Priming the Pump for Reading Inspiration
Several months ago, there was a BIG celebration. A celebration that as a school principal I’ve been a part of for many years. What’s that celebration, you ask? Well…it was the celebration of Dr. Seuss’s Birthday – which, for most, is really a celebration of reading.
The beauty of this event for most of the schools in the US is that everyone is primed for it! This happens through great sites on the web like Seussville.com and NEA.org. Everyone is in on the act, especially at the elementary school level. Kids running around with red and white striped hats, doors decorated with Dr. Seuss characters, and maybe even a school assembly.
The problem is that when all the dust settles and the day is over, the reading doldrums set back in. I can say this from experience as I’ve witnessed it myself in schools where I’ve been the principal.
So…how do we keep the pump primed for reading? Primed for the inspiration that reading can bring to our schools and classrooms?
Here are three reminders to support you in keeping the inspiration for reading alive!
1) Read Aloud Everyday
No matter what grade level, kids love to be read to! I was a big proponent of this as a teacher and as a principal. As a teacher, my grade level team had “Reading Aloud” as a daily activity in our lesson plans, no matter what. We planned a time that seemed to work best for our grade level. Sometimes it was after recess, after lunch or as a transition activity– but we did it faithfully every day. The book might have been part of the week’s lesson focus. Other times, it was a book that the class had chosen. Regardless of how the book was selected, this “Reading Aloud” time was a welcome, relaxing, inspiring time of the day for our classrooms. As a principal, I promoted “read alouds” by setting dates with my teachers to come into their rooms and read to their classes every day. My teachers and I loved this and so did the students. It modeled the importance of reading for our kids, and it helped them to see the principal as an active reader.
2) Do D.E.A.R. Everyday
D.E.A.R. stands for Drop Everything and Read. D.E.A.R. was once a prominent daily activity, before standards and test scores began to dominate our time. But D.E.A.R. doesn’t have to take much time. Setting aside a regular time, even 10 minutes, wherein kids can read silently everyday is still seen as a critical support to reading success. And before you say that it can’t be done, know that it can. Even your non-readers will benefit from this activity. You can pair them with a friend, take time to read with them, or have them follow along silently with an audio book. However you do it, it will continue to prime the pump to inspire reading as an important time in your daily classroom routine.

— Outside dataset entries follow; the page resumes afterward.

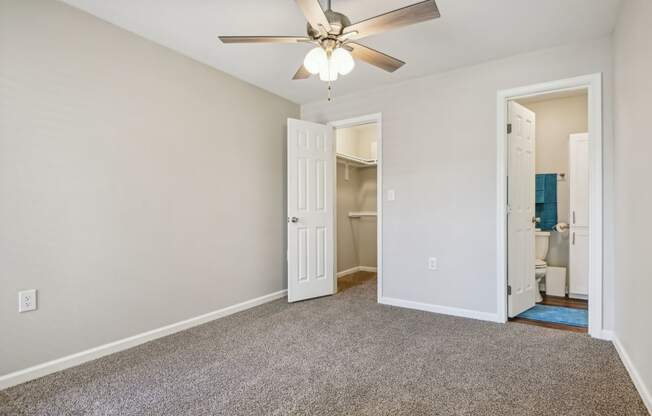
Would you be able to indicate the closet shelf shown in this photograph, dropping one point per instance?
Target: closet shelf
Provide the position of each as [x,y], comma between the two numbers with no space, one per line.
[361,214]
[355,161]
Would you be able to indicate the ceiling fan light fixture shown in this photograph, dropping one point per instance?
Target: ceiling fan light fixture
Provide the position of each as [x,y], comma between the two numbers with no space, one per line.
[315,60]
[342,60]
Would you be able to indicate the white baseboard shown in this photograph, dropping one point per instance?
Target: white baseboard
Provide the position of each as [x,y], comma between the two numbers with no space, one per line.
[605,334]
[355,270]
[646,395]
[40,370]
[444,310]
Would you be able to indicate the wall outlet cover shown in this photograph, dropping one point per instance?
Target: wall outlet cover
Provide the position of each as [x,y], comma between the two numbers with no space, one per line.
[27,300]
[432,263]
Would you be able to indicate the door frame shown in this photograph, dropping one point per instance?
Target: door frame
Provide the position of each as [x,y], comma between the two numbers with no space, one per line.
[350,122]
[593,84]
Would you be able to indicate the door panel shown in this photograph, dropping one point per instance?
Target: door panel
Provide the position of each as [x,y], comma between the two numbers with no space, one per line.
[520,199]
[579,180]
[578,282]
[310,210]
[578,277]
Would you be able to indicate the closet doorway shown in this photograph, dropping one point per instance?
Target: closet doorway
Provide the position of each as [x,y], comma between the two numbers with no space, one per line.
[358,216]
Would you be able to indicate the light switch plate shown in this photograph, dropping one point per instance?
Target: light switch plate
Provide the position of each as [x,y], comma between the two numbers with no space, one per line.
[27,300]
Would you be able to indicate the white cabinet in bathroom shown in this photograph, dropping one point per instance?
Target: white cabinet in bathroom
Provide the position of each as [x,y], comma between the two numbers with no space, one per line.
[578,277]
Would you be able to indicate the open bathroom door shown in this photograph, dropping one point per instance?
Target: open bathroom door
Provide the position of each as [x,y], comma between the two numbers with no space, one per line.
[520,209]
[310,161]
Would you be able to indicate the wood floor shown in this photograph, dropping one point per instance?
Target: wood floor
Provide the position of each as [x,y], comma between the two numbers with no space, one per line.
[557,301]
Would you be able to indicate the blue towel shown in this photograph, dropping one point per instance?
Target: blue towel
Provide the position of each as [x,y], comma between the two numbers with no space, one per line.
[546,200]
[558,314]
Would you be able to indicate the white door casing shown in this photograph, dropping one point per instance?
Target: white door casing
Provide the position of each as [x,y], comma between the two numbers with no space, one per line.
[310,161]
[521,209]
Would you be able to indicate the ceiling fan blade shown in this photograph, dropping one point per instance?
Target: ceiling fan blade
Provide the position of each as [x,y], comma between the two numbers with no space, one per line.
[264,39]
[302,73]
[373,57]
[419,12]
[314,15]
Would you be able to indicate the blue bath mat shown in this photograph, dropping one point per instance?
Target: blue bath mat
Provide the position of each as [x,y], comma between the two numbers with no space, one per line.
[558,315]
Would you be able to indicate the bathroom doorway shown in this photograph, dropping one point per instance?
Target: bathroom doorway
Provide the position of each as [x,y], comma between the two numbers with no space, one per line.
[551,206]
[357,237]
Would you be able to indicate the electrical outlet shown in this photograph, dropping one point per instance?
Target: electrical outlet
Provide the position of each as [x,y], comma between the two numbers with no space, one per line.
[432,263]
[27,300]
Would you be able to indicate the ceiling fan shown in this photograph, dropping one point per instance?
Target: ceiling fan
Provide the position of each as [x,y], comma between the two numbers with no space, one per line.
[336,38]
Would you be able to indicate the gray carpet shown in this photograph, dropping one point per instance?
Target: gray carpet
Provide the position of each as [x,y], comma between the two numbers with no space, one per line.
[343,355]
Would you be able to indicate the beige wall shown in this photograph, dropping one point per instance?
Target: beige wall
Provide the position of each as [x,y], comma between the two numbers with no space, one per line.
[556,120]
[138,187]
[347,194]
[357,141]
[633,82]
[439,155]
[356,237]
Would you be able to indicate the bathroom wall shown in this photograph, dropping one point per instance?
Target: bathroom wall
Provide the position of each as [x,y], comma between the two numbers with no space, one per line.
[556,119]
[356,237]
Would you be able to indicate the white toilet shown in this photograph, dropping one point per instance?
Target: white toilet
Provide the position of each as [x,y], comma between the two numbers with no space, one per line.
[541,243]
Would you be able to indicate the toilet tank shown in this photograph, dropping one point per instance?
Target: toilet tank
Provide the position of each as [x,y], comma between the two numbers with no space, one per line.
[541,244]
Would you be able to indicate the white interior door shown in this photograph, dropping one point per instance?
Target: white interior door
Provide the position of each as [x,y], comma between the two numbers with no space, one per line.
[311,157]
[521,209]
[578,277]
[579,179]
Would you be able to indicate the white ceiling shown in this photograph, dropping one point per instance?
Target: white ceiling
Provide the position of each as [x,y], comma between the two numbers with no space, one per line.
[469,32]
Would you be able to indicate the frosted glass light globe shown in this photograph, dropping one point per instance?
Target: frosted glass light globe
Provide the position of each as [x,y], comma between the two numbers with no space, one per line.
[342,60]
[315,60]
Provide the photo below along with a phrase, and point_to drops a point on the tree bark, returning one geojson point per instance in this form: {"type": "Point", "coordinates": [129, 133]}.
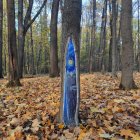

3) Celebrate Reading Every Month
Read Across America is typically a day filled with tons of celebrations. So, why wait till one day in March? Why not set a monthly time to celebrate the joy of reading? It can be as simple as asking a co-teacher to read to your class, having parents sign up to read, or even having community members to come to your class and read aloud once a month. Get a room parent to organize it – or, if your students are older, they can be the ones to schedule the monthly reader and celebration. Get parents to volunteer to bring a simple, healthy snack to make the monthly celebration a little more festive. Advertise it in your class newsletter, website, or with your local media. You might even get a local shop owner to sponsor the monthly event! As a principal, I completely supported the idea of hosting ongoing reading celebrations at my schools. I’m sure your principal will also be an enthusiastic supporter.
As a former principal, I share these three suggestions because it’s easy in our daily work as educators to get caught up with the business of standards, lessons and tests. And even though those things have an important place in our work, when we are busy with all the daily commitments, we forget about the beauty that reading a great book for pleasure can bring. Not only to ourselves, but to the students that we serve.
So…let the daily reading rituals begin! Let your classroom reading times be the pump that primes daily reading inspiration!